From Russian escalation to a negotiated solution in Syria

By J. Dana Stuster
November 16, 2015 | THE HILL

Secretary of State John Kerry’s meetings with counterparts from the Gulf states, Iran, and Russia in Vienna represent the best chance the United States has for resolving Syria’s civil war. While Russia’s recent escalation clearly risks prolonging the violence needlessly, it could turn out to be the catalyst for a resolution to the crisis. Russia’s strikes so far and the fact that the meetings are happening at all are a reason to pursue this diplomatic opening, especially when the United States has few options in Syria short of risking a direct military conflict with Russia.

When Russia began conducting airstrikes in defense of the Assad regime a month ago, the assessment of many Kremlinologists was that it was the latest manifestation of President Vladimir Putin’s impulsive action bias. “The question is, have the Russians thought two or three moves ahead?” Andrew Weiss of the Carnegie Endowment for International Peace said. “This to me looks suspiciously like what happened in Ukraine, where what seemed like a good idea, a very pressurized decision by the Russians to unleash aggression against Ukraine, has backfired quite badly.”
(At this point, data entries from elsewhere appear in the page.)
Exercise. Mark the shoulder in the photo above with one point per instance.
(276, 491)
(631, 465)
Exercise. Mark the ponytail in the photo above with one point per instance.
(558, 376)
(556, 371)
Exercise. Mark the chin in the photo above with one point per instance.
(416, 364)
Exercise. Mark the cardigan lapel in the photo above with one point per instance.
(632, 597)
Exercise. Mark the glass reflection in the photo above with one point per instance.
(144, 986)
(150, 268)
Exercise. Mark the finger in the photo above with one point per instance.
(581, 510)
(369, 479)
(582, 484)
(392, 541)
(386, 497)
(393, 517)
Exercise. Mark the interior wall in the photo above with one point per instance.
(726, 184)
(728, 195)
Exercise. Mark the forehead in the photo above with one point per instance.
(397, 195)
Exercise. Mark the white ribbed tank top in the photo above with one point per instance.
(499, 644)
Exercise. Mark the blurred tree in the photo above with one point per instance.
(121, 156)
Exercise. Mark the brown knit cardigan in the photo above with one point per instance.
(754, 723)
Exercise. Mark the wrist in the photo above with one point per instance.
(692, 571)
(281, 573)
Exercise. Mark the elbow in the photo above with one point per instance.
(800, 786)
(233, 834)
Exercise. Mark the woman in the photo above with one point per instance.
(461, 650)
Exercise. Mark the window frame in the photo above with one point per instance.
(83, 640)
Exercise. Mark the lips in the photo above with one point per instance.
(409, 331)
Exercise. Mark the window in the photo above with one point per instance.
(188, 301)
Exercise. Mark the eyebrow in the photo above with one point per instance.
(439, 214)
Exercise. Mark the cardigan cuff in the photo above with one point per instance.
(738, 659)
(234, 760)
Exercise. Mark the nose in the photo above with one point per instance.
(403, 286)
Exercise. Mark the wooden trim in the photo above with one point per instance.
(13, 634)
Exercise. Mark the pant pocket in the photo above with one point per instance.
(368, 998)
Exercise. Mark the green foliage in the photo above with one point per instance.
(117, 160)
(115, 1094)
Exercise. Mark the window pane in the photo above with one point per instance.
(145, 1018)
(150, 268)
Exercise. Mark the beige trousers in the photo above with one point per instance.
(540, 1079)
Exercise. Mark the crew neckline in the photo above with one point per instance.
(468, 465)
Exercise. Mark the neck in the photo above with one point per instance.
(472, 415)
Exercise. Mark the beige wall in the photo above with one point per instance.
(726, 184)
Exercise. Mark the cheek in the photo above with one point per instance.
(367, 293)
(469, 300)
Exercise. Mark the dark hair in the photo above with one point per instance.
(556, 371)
Now it is increasingly clear that Russia is not trying to retake all of Syria. The Russian escalation, even supported by the approximately 2,000 Iranian troops the United States believes is operating with Assad regime forces, is not of the scale necessary to completely shift the balance of power in Syria. As Daniel Serwer noted at the outset, even if Russia were to fill the new barracks they’ve constructed, it would constitute “a far bigger commitment than the few advisors Russia has maintained in Syria in the past, but it is not a force likely to make much of a difference…in the ongoing civil war there.” Russia is targeting opposition forces in Aleppo and Idlib, but is not aggressively striking Kurdish militias or the Islamic State.

Outside of Syria, Moscow has been participating in a series of consultations with other foreign leaders about the civil war. There was Assad’s late-night visit to the Kremlin, then talks with the United States, Turkey, and Saudi Arabia in Vienna, some coordination with Iran, and even Russian claims that it was meeting with Syrian rebel groups. Russia appears to be looking for a way to wind down the war sooner rather than later.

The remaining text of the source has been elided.